The tusk was discovered in 2019 185 miles offshore and 10,000 feet deep on top of a seamount, according to MBARI. In July 2021, they returned to bring the tusk to the surface.

The object was discovered by ROV pilot Randy Prickett and scientist Steven Haddock while studying a seamount 300 kilometers (185 miles) offshore of California and 3,070 meters (10,000 ft) deep during an expedition aboard the R/V Western Flyer.

The tusk, which is around one meter (just over three feet) in length, is from a Columbian mammoth (Mammuthus columbi), according to the researchers. The tusk was preserved in the deep sea's cold, high-pressure environment, allowing researchers to study it in greater detail. CT scans will disclose the tusk's whole three-dimensional internal anatomy as well as other information about the animal's history, such as its age.

The Columbian mammoth died out around 11,500 years ago. The tusk was preserved due to the frigid temperature and high pressure environment, allowing experts to study it more closely.

It may be the oldest well-preserved mammoth tusk ever discovered in this part of North America, researchers said. The UCSC Geochronology Lab, led by Terrence Blackburn, associate professor of Earth and planetary sciences, is dating the tusk.

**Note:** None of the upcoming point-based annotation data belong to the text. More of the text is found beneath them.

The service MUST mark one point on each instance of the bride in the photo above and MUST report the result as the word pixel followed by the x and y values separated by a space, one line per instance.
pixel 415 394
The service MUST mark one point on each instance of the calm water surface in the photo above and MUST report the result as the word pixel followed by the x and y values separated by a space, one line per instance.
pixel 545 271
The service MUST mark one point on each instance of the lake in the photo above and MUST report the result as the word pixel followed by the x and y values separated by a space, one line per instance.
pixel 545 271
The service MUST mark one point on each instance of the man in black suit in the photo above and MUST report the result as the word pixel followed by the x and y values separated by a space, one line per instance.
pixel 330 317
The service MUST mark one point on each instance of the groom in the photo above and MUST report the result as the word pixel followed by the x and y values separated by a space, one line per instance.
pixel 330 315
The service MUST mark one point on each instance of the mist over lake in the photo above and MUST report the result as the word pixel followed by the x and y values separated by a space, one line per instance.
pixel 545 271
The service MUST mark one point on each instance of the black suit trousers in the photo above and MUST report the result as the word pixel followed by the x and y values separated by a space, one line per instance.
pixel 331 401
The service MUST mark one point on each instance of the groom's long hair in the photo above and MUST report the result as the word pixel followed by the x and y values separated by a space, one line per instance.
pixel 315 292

Beth Shapiro, professor of ecology and evolutionary biology, and colleagues will extract ancient DNA from the tusk matrix, which they will compare to DNA from other mammoths.

"Specimens like this present a rare opportunity to paint a picture both of an animal that used to be alive and of the environment in which it lived," Shapiro said.

"Mammoth remains from continental North America are particularly rare, and so we expect that DNA from this tusk will go far to refine what we know about mammoths in this part of the world."

The researchers will examine CT scans of the specimen using their knowledge of the structure and composition of mammoth tusks.

Despite the fact that the ocean covers 99 percent of the space on this planet where life may exist, we still know relatively little about it. As interest in mining for precious metals in the deep sea has grown-posing a risk to many marine animals-this astonishing discovery, which has been concealed on the seafloor for generations, serves as a delicate reminder of the many remaining mysteries worthy of our care.